Interest Rates As Indicators Of A Change Of Cycle

Interest ratesInterest rates

For some months we have been looking with concern at the spread of interest rates of US 10 minus 2 year bonds as an indicator of an ever closer recession.  Indeed this indicator has been moving towards zero, and if it goes negative – which seems to be the trend –  it would signal the threshold of a recession. But I don’t think it is such a precise indicator.

It is the blue line in the graph. As can be seen, it is ever lower and closer to zero.  This is basically because the Fed is raising the base Federal Fund or interbank (FF, red line) rate, which attracts higher the two year rate (green light).

 

 

But is this really the best indicator?  In the next graph we look at the past. We see something interesting. It is true that, just before each recession, the spread of 10 minus two years goes negative. But it appears that the relation of two years minus the FF, which inverts just before the recessions, putting itself above the FF. The grey areas are official US recessions.

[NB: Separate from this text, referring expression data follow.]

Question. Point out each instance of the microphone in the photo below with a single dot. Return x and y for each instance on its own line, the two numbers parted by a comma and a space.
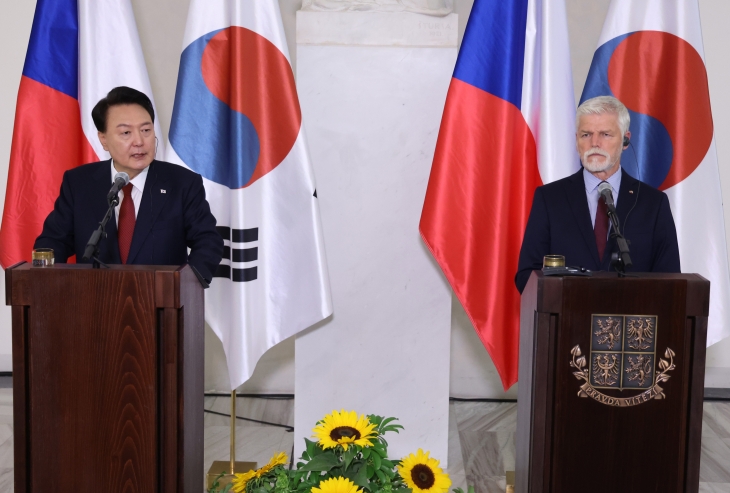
120, 181
620, 260
606, 192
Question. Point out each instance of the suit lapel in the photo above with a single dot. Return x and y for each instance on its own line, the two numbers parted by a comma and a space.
152, 203
576, 194
102, 183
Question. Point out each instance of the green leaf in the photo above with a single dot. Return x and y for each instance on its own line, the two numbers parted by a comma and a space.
376, 460
322, 462
361, 478
351, 474
349, 455
312, 448
387, 420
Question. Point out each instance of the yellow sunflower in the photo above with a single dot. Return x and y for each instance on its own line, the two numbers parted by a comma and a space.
336, 485
423, 474
344, 428
240, 480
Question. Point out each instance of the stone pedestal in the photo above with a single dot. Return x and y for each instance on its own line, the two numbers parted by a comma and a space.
372, 88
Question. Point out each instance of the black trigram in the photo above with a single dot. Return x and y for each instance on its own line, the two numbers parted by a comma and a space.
232, 254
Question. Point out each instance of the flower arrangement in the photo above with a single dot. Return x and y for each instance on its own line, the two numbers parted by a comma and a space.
350, 455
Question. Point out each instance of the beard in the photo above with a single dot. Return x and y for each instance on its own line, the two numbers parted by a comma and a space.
598, 167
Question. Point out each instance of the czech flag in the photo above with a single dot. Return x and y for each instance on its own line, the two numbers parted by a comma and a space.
507, 128
650, 56
238, 123
78, 51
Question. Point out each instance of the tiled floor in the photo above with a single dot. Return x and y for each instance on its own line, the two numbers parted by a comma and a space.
481, 440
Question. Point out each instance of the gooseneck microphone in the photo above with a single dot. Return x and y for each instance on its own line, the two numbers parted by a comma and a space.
604, 189
620, 260
92, 247
120, 181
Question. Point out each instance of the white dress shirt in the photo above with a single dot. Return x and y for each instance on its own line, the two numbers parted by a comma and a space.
591, 183
137, 190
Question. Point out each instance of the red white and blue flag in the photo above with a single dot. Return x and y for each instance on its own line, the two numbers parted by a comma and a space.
508, 127
78, 51
650, 56
238, 123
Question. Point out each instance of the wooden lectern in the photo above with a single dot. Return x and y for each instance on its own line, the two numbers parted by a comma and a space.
107, 378
611, 383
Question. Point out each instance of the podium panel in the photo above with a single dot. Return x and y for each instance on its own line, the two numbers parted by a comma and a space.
108, 378
611, 383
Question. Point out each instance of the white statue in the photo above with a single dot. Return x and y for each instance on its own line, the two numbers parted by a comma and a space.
430, 7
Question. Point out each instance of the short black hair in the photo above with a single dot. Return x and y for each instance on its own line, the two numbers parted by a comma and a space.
119, 96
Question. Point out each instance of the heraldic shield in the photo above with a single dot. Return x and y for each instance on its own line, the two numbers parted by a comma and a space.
611, 382
623, 351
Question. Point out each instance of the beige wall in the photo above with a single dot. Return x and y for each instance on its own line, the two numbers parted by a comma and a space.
161, 24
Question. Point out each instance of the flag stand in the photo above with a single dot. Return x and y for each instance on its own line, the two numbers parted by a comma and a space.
228, 468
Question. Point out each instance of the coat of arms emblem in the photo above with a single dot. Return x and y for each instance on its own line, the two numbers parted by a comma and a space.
623, 357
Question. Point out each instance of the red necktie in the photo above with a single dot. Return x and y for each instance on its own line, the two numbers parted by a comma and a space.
125, 226
600, 229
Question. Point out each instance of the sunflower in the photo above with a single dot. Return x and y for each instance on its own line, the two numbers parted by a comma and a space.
240, 480
336, 485
343, 428
423, 474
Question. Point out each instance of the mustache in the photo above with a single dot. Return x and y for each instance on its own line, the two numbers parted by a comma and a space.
600, 152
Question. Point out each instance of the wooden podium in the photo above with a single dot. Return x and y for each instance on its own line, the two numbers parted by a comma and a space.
611, 383
107, 378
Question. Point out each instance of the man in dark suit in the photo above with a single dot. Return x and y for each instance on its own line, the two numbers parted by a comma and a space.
569, 218
162, 211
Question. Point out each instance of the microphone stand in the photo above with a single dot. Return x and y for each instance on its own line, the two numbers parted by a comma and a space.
92, 247
620, 260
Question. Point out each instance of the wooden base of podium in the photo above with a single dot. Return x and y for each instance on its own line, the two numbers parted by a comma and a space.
224, 466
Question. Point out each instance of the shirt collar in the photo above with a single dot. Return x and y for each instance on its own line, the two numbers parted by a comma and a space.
138, 181
592, 182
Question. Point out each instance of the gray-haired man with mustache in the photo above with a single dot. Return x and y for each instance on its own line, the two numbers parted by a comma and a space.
568, 217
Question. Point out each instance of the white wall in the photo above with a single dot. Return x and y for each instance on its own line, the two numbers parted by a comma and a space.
161, 24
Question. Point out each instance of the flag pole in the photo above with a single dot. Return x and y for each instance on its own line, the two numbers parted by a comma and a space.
223, 472
233, 431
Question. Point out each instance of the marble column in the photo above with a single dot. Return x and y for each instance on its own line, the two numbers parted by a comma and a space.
372, 87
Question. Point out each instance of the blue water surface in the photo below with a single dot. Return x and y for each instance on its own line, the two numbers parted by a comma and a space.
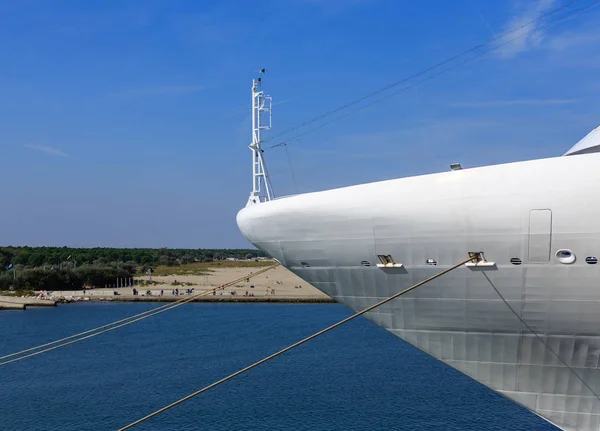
358, 377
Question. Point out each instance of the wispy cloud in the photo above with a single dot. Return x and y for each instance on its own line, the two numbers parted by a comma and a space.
48, 150
163, 90
515, 102
530, 35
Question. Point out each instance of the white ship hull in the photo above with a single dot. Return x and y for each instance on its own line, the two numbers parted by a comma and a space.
525, 211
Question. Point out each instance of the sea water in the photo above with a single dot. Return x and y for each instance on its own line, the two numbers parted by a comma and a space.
357, 377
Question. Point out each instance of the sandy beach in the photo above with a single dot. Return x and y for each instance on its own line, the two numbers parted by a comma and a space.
275, 285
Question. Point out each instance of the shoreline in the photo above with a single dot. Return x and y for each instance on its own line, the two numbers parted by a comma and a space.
249, 299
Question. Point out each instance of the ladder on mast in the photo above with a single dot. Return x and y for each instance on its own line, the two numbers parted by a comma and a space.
262, 190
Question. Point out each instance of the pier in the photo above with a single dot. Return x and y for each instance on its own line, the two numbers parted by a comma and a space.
19, 303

On the other hand, the two year interest rate at the moment remains solidly above the FF. Therefore perhaps we have a more accurate indicator of a change of cycle if we look at the spread interest rates of one yea minus the FF. This is well defined and shown in the next graph:
This really offers us a more precise alarm system for changes of cycle, as we see with all the recessions since 1970. It’s sensitivity to imminent change is impressive.
In in this case we can say that we are in a delicate position, but not close to the next recession.
This would confirm that it is the Fed that causes recessions, as Krugman has said many times. The Fed begins to raise interest rates when it sees the danger of an increase in inflationary expectations: what the central bank fears most is that these expectations consolidate. Once the rise begins, it is difficult to stop it at the optimal moment.
In 2007, Greenspan gave this situation of long term rates below Fed rates a name: “the Conundrum”. Why did market rates not follow the line marked by the Fed? Perhaps if he had taken this as serious warning from the market, precisely, that he was putting at risk the fragile balances of debts and the bubble, which was then about to burst, he would have stopped raising interest rates, given that the price of physical assets had begun to fall. Once the collapse had begun, the best was to stop pressuring the rest of the economy, which had enough to deal with as its assets became unsellable while debts and their servicing were threatening.
Today we are not in a very different situation, with a stock market bubble threatening. It would be better not to talk of “normalisation of rates” as if it existed, without reading clearly the signs and auguries of the capital.